The U.S. "still cannot eliminate what it claims as its trade imbalance" if it reduces imports from China and raises them from other countries, Wang said at a news conference on the sidelines of the annual the Association of Southeast Asian Nations Foreign Ministers' Meeting and related meetings in Singapore.
U.S. President Donald Trump has directed U.S. Trade Representative Robert Lighthizer to consider increasing the proposed additional duty on $200 billion worth of Chinese imports from 10 percent to 25 percent, Lighthizer's office said in a statement on Wednesday.
In a conference call on Wednesday, two Trump administration officials told reporters that Trump remains open to communication with China.
The Ministry of Commerce responded on Thursday that "China has made sufficient preparations" for the U.S. tariff threat, and it will have to take countermeasures to defend the country's dignity and the interests of its people.
China upholds dialogue for resolving differences, but treating each other on equal footing and honoring promises are prerequisites for dialogue, the ministry said in a statement.
Wang Yi noted that Washington is encouraging the return of production lines to the U.S. while China's domestic demand is rising.
"We are willing to import more goods from all over the world that meet the needs of the Chinese market. I think these U.S. enterprises will not give up China's increasingly expanding market," Wang said.
In response to speculation that Sino-U.S. trade frictions may affect cooperation between Beijing and Washington on the Korean Peninsula nuclear issue, Wang said China is a country that honors its responsibilities, and it stays true to principles, not trading one for another.

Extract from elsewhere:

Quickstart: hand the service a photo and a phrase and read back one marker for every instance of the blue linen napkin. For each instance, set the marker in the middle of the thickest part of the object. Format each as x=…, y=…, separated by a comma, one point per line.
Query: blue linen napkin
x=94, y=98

"We state our position based on the right and wrong of each case. Of course, we adhere to international justice and basic norms of international relations," Wang added.
Lighthizer said on Wednesday that Trump directed the higher, 25 percent tariff because China has refused to meet U.S. demands and has imposed retaliatory tariffs.
He said that a public comment period for the $200 billion list would be extended to Sept 5 from Aug 30 due to the possible increase. Products to be targeted range from electrical machinery to leather goods to seafood.
The tariff increase proposed on Wednesday is two and half times the amount originally proposed, making it the same as the tariffs the U.S. already imposed on $34 billion in Chinese goods and on another $16 billion in coming weeks.
Gary Hufbauer, a nonresident senior fellow of the Peterson Institute for International Economics and a former deputy assistant secretary of the U.S. Treasury, said the impact of the escalating tension is "highly adverse".
"This will badly shake business confidence, and firms will delay their investment projects. The world economy will suffer," he told China Daily.
Douglas H. Paal, vice-president of the Asia Program at the Carnegie Endowment for International Peace, also said the impact of jacking up the tariff rate will be negative economically, raising costs in every direction and possibly leading to a "wrenching and costly" delinking of the U.S. and Chinese economies if not restrained.